Decreto sui partiti politici: l’intervento in aula di Renato Balduzzi


La Camera dei deputati sta concludendo in queste ore l’esame del disegno di legge C.2096 di conversione del decreto legge sull’abolizione del finanziamento pubblico diretto ai partiti politici. Pubblichiamo di seguito l’intervento dell’on. Renato Balduzzi. 
RENATO BALDUZZI. Signor Presidente, se siamo qui, in questo qualificato manipolo di parlamentari – e includo in essi anche il rappresentante del Governo – è perché non accettiamo la logica del tanto peggio tanto meglio. Dunque, auspichiamo che il procedimento non si interrompa, ma siamo consapevoli delle sue anomalie.   
L’aver trasformato il testo approvato da questa Camera a contenuto di un decreto-legge sarà stato anche, come ha detto poc’anzi l’onorevole Sanna, un gesto coraggioso, da parte del Governo in carica, ma certamente – e il collega ne conveniva – singolare ed eccentrico e non privo di profili di perplessità sotto l’angolatura costituzionale, non per quanto attiene alla necessità e all’urgenza della parte relativa all’abolizione del finanziamento pubblico diretto (la valutazione di questo sta nella disponibilità di Governo e Parlamento), ma per la parte attuativa dell’articolo 49 della Costituzione sulle garanzie di trasparenza e democraticità dell’organizzazione interna dei partiti. 
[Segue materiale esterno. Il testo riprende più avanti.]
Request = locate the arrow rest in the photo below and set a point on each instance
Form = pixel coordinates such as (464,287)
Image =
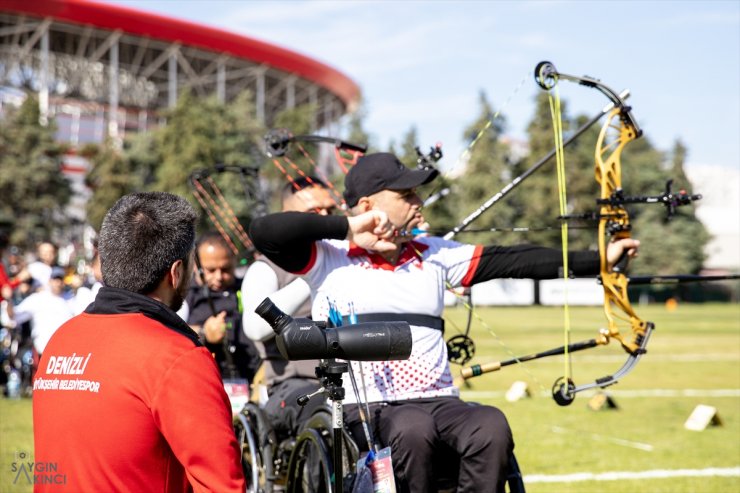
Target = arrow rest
(277,141)
(460,349)
(427,161)
(564,392)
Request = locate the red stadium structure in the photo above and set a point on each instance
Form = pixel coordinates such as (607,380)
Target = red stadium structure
(102,69)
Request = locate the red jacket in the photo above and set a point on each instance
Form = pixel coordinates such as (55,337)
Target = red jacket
(126,399)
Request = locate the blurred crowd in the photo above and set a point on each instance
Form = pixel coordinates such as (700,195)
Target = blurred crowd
(38,293)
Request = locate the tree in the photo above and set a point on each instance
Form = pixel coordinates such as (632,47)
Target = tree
(487,170)
(674,246)
(202,133)
(117,172)
(33,189)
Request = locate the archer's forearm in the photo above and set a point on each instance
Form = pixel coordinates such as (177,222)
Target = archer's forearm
(287,238)
(532,262)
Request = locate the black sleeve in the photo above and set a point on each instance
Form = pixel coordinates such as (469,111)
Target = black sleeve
(532,262)
(287,238)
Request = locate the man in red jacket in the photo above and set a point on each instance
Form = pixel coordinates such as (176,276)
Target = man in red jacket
(125,397)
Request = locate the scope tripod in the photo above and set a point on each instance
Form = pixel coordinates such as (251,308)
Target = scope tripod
(329,372)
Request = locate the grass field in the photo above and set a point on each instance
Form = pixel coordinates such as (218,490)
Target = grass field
(693,358)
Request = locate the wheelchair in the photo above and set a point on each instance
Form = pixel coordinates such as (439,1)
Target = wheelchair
(304,464)
(300,464)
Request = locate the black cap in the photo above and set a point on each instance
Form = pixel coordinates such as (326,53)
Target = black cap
(382,171)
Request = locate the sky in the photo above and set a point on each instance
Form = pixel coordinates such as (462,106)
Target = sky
(423,64)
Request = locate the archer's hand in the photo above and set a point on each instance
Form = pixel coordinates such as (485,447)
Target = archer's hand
(372,230)
(615,250)
(215,328)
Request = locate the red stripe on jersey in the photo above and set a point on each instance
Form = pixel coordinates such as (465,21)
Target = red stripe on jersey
(412,250)
(468,279)
(311,261)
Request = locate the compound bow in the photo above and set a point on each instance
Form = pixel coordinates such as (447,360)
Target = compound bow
(619,129)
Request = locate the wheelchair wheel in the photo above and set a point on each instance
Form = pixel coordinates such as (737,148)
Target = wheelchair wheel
(257,444)
(311,469)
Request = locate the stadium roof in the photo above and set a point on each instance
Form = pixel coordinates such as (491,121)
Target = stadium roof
(206,59)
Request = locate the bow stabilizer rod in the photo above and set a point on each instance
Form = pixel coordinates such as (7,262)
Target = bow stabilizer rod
(278,140)
(477,370)
(516,181)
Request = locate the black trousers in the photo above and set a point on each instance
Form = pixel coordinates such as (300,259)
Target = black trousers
(421,431)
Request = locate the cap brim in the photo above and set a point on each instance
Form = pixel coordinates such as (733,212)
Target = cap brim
(413,178)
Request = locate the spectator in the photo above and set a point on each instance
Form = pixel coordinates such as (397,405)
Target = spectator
(47,310)
(213,309)
(284,380)
(126,398)
(86,295)
(40,269)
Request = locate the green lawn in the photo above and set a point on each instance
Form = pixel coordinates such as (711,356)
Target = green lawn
(693,358)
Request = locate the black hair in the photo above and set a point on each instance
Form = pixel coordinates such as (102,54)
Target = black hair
(142,235)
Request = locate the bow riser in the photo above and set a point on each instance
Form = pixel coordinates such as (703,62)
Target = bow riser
(616,133)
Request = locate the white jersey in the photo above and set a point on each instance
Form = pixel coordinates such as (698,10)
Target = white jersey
(349,276)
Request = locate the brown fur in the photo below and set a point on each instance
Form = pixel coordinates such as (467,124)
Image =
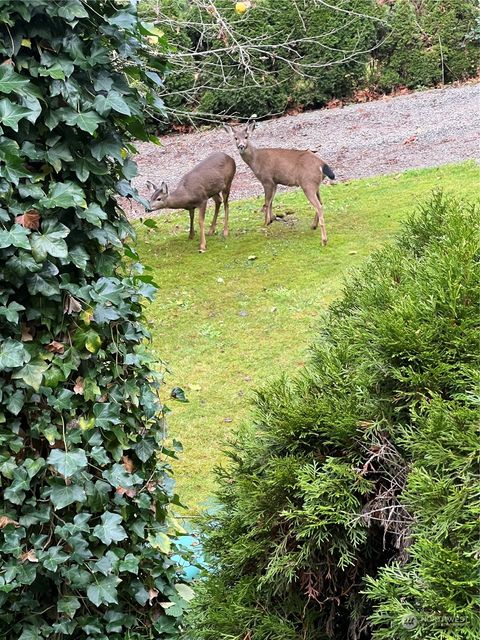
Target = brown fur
(290,167)
(211,178)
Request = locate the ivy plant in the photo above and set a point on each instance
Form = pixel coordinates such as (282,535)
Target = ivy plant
(87,537)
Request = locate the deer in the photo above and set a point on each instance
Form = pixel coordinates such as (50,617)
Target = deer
(290,167)
(208,179)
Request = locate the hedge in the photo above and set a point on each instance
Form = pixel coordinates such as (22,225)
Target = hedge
(86,527)
(349,506)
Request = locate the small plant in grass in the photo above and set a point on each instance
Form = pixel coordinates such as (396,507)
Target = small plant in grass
(86,534)
(350,505)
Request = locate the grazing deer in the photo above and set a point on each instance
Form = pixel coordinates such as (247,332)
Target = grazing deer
(290,167)
(208,179)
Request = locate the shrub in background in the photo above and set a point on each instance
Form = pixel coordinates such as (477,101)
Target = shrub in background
(428,44)
(405,42)
(85,483)
(349,504)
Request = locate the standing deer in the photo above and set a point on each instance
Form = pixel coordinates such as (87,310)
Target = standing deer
(208,179)
(290,167)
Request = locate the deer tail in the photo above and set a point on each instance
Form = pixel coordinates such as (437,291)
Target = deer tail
(328,171)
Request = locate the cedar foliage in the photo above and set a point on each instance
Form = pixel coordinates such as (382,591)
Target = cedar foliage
(334,49)
(86,535)
(349,507)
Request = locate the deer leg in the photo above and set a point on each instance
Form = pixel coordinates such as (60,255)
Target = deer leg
(218,202)
(225,195)
(192,230)
(270,190)
(313,196)
(201,221)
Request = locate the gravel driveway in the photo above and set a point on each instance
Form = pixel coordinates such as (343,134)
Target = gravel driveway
(422,129)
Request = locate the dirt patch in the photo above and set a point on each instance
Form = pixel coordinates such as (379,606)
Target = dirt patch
(390,135)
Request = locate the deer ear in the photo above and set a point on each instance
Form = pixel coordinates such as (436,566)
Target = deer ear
(228,129)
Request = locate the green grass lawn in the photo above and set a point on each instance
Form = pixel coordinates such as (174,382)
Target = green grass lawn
(247,310)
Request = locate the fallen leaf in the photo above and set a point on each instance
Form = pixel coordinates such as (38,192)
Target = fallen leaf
(79,386)
(5,520)
(55,347)
(30,219)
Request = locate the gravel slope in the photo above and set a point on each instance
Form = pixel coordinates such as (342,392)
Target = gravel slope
(422,129)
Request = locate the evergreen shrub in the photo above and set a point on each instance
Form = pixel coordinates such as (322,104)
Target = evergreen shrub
(86,530)
(342,47)
(349,508)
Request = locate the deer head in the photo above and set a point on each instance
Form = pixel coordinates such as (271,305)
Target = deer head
(158,195)
(241,135)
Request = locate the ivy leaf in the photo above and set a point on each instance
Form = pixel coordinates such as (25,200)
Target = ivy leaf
(107,147)
(17,236)
(42,284)
(160,541)
(11,81)
(113,100)
(12,354)
(123,20)
(110,530)
(30,190)
(68,463)
(84,120)
(71,9)
(93,214)
(64,195)
(11,113)
(63,495)
(145,449)
(16,402)
(31,374)
(68,605)
(50,242)
(30,633)
(93,341)
(104,591)
(10,313)
(129,563)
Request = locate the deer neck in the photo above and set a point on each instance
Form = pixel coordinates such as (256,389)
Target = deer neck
(177,199)
(249,155)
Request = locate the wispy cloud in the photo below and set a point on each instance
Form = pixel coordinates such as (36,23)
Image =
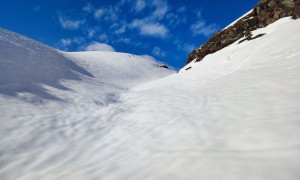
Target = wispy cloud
(70,24)
(99,13)
(88,8)
(161,8)
(91,32)
(109,13)
(96,46)
(158,52)
(37,8)
(140,5)
(150,29)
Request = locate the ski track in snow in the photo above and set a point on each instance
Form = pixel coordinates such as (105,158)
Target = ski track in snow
(225,118)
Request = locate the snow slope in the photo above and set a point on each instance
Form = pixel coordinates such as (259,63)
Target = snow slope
(234,115)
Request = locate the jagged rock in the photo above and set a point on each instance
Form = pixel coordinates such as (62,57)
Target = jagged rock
(264,13)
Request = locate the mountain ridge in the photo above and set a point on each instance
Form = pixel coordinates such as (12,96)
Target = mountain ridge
(264,13)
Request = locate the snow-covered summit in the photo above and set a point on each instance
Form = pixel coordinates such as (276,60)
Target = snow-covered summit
(27,66)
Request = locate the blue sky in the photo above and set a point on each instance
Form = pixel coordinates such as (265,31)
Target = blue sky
(164,29)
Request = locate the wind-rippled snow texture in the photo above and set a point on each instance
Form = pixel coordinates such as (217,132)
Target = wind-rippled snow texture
(234,115)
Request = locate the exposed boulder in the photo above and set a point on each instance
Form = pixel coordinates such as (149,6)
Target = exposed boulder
(264,13)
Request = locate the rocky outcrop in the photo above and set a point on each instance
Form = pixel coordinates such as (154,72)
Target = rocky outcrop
(264,13)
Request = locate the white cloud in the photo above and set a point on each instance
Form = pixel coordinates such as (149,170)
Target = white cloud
(65,42)
(158,52)
(150,29)
(103,37)
(140,5)
(91,32)
(88,8)
(161,9)
(201,28)
(95,46)
(99,13)
(70,24)
(109,13)
(37,8)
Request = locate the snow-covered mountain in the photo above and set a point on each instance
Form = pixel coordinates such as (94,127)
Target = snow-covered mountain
(234,115)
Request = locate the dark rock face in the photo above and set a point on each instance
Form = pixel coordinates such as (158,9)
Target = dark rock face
(264,13)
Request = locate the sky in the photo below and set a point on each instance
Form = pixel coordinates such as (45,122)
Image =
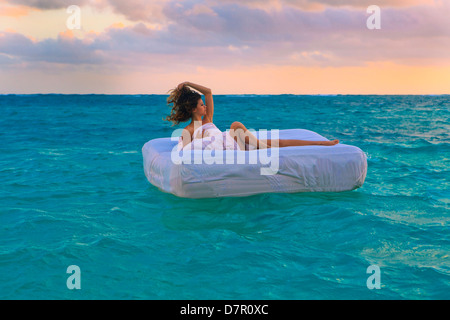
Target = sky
(230,46)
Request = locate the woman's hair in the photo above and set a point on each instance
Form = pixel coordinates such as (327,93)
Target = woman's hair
(182,101)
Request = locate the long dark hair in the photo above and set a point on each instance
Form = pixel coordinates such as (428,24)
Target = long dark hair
(182,101)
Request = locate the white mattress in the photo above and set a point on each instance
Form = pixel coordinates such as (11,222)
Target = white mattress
(290,169)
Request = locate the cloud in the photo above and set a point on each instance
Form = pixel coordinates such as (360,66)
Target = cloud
(230,34)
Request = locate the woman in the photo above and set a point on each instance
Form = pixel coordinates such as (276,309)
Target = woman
(188,105)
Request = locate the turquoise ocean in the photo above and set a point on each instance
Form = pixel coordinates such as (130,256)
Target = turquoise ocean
(73,192)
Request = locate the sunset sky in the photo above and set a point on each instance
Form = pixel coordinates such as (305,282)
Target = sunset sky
(231,46)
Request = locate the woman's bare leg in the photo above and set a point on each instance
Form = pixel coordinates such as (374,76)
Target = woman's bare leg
(242,136)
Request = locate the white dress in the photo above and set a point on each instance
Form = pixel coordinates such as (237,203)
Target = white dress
(212,139)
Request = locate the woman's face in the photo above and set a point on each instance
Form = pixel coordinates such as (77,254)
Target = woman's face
(201,108)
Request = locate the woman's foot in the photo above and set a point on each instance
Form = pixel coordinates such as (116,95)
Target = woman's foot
(330,143)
Una disciplina, Presidente, attesa da anni. Dopo aver superato nel tempo ostacoli culturali, politici e anche giuridico-istituzionali che ne avevano in passato sconsigliato l’adozione, finalmente si è riusciti a ritornare al punto di vista che in Assemblea costituente espresse Aldo Moro dicendo: ma come è possibile che i partiti possano portare democrazia in questo Paese se essi stessi non ne sono momenti forti ? 
Una disciplina che ha i caratteri di attuazione organica dell’articolo 49 della Costituzione, una volta superati, come
dicevo prima, quegli ostacoli e quelle remore che sconsigliavano l’applicazione del metodo democratico, previsto dall’articolo 49, alla democrazia interna dei partiti.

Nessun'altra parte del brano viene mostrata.